Adeo ha espresso la ferma volontà di mantenere integri sia la struttura sia il livello d’occupazione, seguendo in ogni caso quanto indicato dalle Autorità europee e nazionali. Si tratta della più importante transazione a livello internazionale dalla nascita di Adeo: un’opportunità strategica che permette al gruppo francese di rafforzare la propria presenza in Italia, affiancando un marchio forte e ben conosciuto come Castorama ai non meno noti Leroy Merlin e Bricocenter. Il gruppo transalpino che fa capo alla famiglia Mulliez, principale azionista anche di Auchan, ha acquisito anche la proprietà degli immobili (si veda MARK UP, luglio-agosto 2007, pag. 61).

L'importo totale della transazione ammonta a 560 milioni di euro (440 milioni di sterline, considerando un tasso di cambio di 1 sterlina pari a 1,271 euro).
In Italia, Gruppo Adeo conta 74 punti di vendita diretti divisi tra 18 Leroy Merlin e 89 Bricocenter (56 di proprietà e 33 in franchising), e raggruppa 4.318 collaboratori, con un fatturato 2007 di 816 milioni di euro.

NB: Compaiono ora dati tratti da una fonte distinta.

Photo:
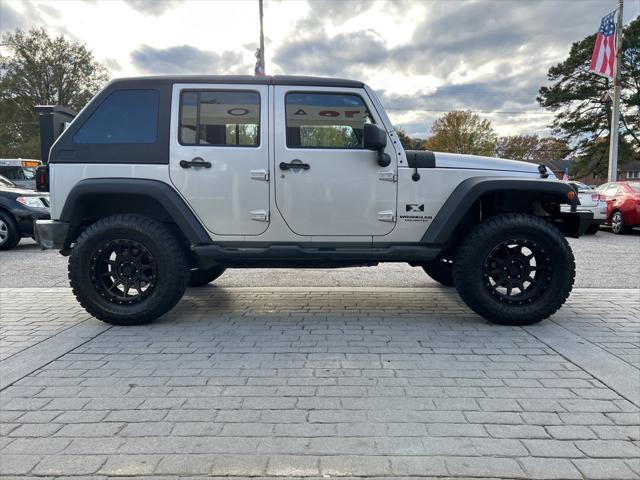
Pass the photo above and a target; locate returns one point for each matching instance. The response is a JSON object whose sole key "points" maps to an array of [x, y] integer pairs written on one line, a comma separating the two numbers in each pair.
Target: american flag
{"points": [[604, 52]]}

Adeo è il primo gruppo distributivo specializzato nel settore “home improvement & diy” in Francia, secondo a livello europeo e 4° su scala mondiale. Sotto il suo ombrello operano 8 insegne (Aki, Bricocenter, Bricoman, Bricomart, Dompro, Leroy Merlin, Weldom, Zodio) e 19 aziende presenti in 9 paesi con 374 punti di vendita e 51.142 collaboratori, per un fatturato complessivo di 9,2 miliardi di euro nel 2007.

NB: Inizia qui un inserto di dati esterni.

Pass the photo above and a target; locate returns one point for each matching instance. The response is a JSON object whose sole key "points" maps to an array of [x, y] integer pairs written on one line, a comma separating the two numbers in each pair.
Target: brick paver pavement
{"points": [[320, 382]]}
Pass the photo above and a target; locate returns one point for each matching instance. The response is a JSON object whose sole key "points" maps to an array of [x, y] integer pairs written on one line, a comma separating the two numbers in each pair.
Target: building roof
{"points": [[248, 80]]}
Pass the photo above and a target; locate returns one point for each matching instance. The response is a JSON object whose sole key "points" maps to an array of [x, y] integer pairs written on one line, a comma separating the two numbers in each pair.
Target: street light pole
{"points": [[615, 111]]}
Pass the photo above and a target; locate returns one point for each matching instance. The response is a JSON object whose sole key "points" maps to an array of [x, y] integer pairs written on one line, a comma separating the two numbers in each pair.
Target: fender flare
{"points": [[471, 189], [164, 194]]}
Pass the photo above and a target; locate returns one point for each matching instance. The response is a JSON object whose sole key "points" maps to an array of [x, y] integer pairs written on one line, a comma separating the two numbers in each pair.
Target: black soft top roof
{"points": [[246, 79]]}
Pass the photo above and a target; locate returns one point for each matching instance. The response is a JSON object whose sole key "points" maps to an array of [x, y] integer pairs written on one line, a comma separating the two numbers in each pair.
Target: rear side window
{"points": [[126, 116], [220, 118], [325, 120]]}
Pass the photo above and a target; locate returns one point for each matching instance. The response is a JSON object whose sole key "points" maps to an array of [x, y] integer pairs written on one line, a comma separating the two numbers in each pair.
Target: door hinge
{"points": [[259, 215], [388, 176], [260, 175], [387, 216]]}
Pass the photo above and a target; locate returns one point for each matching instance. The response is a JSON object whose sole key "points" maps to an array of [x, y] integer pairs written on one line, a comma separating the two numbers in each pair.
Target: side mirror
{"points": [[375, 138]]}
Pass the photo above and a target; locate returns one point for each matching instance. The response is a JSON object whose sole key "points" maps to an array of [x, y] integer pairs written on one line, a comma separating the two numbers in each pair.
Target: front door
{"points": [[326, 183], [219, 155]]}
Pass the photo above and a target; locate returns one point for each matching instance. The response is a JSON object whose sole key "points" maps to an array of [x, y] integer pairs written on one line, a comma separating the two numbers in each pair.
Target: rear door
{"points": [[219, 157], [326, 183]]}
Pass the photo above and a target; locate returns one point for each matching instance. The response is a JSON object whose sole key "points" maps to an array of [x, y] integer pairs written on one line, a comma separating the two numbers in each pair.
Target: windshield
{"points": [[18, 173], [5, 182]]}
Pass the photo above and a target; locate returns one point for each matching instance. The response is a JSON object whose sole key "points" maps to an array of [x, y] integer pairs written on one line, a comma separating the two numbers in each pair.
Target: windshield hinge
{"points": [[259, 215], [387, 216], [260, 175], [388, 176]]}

Nell'esercizio concluso il 2 febbraio 2008 Castorama Italia ha registrato profitti pari a 37 milioni di euro (2006-2007: 39 milioni) e un fatturato di 399 milioni di euro contro i 397 dell'esercizio 2006-2007, con un capitale netto di 599 milioni di euro, di cui 434 milioni di patrimonio immobiliare.
"Questa cessione è in linea con il nostro obiettivo di massimizzare il valore per gli azionisti -commenta Ian Cheshire, Ceo di Gruppo Kingfisher -ed è una buona operazione in questa fase del ciclo economico. In Italia abbiamo realizzato un business profittevole, che ora richiede maggiori capitali per continuare il suo sviluppo. Siamo sicuri di poter ottenere maggior valore e ritorno sugli investimenti in altre parti d'Europa e rafforzare il nostro business riducendo l'indebitamento".